/Algorithmic-Data-Science

Algorithmic Data Science

Primary LanguageJupyter Notebook

Similarity Analysis Runtime Analysis

This repository contains a runtime analysis of different similarity measures for documents larger than 50 words. The analysis includes the runtime comparison of Jaccard similarity and Cosine similarity measures using different representations and techniques. The runtime analysis is performed on a local machine with the following specifications: MacBook Pro, 2.4 GHz 8-Core Intel Core i9, 32 GB 2667 MHz DDR4.

Table of Contents

Introduction

The introduction section provides an overview of the similarity analysis techniques used, including Jaccard similarity and Cosine similarity. It explains their definitions, applications, and importance in various fields such as data mining, machine learning, and natural language processing.

Analysis Sections

The analysis is divided into several sections, each focusing on a specific aspect of similarity analysis for documents larger than 50 words. The sections covered in this repository are as follows:

  1. Analysis of the runtime of Jaccard similarity measure for documents represented as bags of words.
  2. Analysis of the runtime of Cosine similarity measure for documents represented as dense vectors without the use of np.dot().
  3. Analysis of the runtime of Cosine similarity measure for documents represented as dense vectors with the use of np.dot().
  4. Analysis of the runtime of Cosine similarity measure for documents represented as bags of words.
  5. Analysis of the runtime of all-pairs comparisons for more than 10 documents using either Jaccard similarity, Cosine similarity without np.dot(), or Cosine similarity with np.dot().
  6. Analysis of the runtime of all-pairs comparisons for more than 10 documents using a multiprocessing paradigm (MapReduce).

Results

The results of each analysis section are presented in a clear and concise manner. Each section includes details about the experimental setup, the runtime measurements, and any insights or observations derived from the analysis.
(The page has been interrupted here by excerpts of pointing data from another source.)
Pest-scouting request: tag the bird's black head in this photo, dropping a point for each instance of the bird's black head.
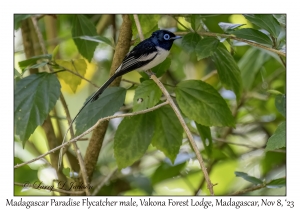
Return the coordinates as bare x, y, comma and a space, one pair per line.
164, 38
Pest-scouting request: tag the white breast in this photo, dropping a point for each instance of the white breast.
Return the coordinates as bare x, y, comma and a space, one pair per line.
162, 54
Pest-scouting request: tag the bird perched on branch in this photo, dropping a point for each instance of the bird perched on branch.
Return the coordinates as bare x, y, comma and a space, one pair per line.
144, 56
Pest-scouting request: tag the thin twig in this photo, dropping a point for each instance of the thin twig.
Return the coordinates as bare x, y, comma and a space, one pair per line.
138, 25
90, 130
78, 75
98, 188
250, 189
278, 52
183, 124
52, 189
77, 151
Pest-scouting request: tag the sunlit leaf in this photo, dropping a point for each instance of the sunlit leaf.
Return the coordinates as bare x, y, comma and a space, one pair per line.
196, 22
166, 171
78, 66
280, 103
206, 138
55, 52
33, 60
149, 23
107, 104
132, 138
98, 39
146, 95
18, 18
267, 22
251, 62
82, 26
229, 27
281, 18
277, 183
278, 139
34, 97
248, 178
168, 132
202, 103
190, 41
161, 68
229, 72
253, 35
206, 47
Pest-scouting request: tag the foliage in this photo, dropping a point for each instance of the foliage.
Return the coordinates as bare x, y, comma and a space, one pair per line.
231, 95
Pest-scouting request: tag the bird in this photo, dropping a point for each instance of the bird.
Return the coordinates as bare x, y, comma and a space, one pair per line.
144, 56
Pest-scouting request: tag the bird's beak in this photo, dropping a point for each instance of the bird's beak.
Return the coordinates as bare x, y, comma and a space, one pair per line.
177, 37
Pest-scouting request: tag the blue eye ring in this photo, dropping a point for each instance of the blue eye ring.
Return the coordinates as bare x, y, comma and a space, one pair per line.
166, 36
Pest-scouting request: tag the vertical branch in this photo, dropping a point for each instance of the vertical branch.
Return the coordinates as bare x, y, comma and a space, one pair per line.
96, 140
181, 120
77, 151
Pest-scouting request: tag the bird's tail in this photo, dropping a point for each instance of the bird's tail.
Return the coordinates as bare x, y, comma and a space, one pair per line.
94, 97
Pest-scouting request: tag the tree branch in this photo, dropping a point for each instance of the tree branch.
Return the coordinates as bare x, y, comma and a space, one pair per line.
278, 52
53, 189
183, 124
77, 151
77, 138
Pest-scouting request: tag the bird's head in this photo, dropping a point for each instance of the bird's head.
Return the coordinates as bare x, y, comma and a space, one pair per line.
164, 38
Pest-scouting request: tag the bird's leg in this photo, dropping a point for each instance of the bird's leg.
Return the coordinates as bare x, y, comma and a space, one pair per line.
149, 73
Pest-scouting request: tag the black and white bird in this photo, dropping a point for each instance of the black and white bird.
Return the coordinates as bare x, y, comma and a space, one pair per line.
146, 55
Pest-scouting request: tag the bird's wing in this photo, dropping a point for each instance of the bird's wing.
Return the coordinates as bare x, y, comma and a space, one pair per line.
139, 56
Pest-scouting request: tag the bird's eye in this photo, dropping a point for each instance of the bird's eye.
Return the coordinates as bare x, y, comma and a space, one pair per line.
166, 36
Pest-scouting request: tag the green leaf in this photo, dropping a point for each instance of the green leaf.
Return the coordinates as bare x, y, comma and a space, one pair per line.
248, 178
32, 61
196, 22
250, 63
161, 68
82, 26
107, 104
229, 27
17, 75
149, 24
98, 39
166, 171
34, 98
78, 66
275, 92
281, 19
267, 22
254, 35
24, 174
190, 41
66, 171
277, 183
206, 47
202, 103
278, 139
37, 65
55, 52
280, 103
132, 139
206, 138
168, 132
18, 19
146, 95
229, 72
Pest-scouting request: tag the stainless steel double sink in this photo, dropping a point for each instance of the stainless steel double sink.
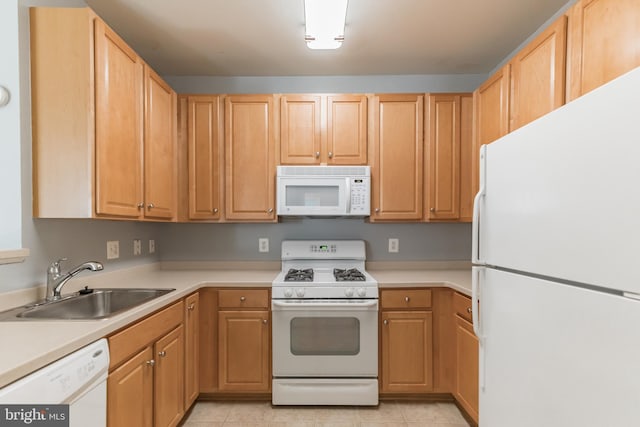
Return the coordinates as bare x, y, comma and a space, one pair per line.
93, 304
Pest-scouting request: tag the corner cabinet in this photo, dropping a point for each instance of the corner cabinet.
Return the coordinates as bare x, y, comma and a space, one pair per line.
603, 43
250, 154
145, 386
94, 130
406, 333
205, 161
396, 157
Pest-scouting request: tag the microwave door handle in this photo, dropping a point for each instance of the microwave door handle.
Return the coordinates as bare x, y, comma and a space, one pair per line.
348, 195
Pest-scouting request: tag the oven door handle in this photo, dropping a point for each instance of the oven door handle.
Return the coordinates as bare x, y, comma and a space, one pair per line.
336, 306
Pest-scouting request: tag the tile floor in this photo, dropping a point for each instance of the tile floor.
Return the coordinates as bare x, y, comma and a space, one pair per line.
262, 414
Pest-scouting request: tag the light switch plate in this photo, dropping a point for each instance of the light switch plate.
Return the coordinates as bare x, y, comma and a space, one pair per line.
113, 249
137, 247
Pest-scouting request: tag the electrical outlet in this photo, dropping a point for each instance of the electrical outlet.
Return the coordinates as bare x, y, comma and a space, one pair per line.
113, 249
137, 247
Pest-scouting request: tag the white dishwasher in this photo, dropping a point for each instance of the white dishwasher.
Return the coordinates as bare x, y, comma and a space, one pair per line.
79, 380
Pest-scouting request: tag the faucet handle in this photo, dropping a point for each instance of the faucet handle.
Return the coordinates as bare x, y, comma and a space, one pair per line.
54, 268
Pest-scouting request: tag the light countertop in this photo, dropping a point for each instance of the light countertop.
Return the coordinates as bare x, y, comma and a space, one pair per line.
30, 345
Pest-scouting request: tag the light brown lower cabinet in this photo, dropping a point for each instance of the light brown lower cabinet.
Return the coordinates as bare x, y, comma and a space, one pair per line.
406, 355
466, 350
145, 386
191, 349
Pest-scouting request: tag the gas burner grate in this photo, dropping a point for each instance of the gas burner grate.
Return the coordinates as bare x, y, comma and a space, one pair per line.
348, 275
295, 275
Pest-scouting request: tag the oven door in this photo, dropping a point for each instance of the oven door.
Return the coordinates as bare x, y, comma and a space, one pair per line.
328, 338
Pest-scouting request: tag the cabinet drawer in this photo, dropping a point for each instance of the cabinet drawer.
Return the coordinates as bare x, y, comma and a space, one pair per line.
405, 298
462, 306
243, 298
130, 340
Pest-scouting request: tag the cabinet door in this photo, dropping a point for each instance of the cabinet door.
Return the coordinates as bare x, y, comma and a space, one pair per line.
130, 392
160, 174
169, 379
250, 157
602, 43
407, 352
397, 157
443, 157
346, 129
466, 157
119, 99
191, 349
300, 129
204, 157
466, 386
244, 351
538, 76
491, 120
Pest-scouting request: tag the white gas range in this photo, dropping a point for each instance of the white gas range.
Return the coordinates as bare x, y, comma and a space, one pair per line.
325, 325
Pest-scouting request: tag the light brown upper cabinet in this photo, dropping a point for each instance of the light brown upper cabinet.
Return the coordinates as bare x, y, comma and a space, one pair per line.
205, 161
491, 115
442, 177
466, 157
538, 76
448, 152
603, 43
88, 121
250, 170
160, 148
323, 129
396, 157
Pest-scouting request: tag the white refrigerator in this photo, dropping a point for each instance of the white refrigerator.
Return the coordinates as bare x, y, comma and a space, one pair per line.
556, 281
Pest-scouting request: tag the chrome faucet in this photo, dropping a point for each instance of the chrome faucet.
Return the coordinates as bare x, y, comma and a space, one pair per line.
56, 279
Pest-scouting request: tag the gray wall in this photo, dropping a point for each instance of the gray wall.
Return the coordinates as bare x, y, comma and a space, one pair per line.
232, 242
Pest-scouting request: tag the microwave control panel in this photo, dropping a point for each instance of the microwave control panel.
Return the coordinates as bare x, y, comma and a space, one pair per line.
360, 203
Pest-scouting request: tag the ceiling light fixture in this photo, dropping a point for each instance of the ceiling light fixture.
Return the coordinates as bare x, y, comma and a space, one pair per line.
324, 23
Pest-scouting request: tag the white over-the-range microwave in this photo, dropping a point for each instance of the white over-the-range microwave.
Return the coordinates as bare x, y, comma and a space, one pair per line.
324, 191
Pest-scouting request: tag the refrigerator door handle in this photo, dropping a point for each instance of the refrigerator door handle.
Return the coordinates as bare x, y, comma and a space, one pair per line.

The runtime results are compared and discussed to understand the efficiency and effectiveness of different similarity measures.

Instructions

To replicate the analysis or use the provided code, follow the instructions below:

  1. Clone the repository: git clone https://github.com/your-username/repository-name.git
  2. Install the required dependencies mentioned in the project's documentation.
  3. Run the specific analysis section of interest by executing the corresponding code files.
  4. Analyze the runtime results and compare the performance of different similarity measures.
  5. Modify or extend the code as needed for your specific use case or experiment.

License

The content of this repository is licensed under the MIT License.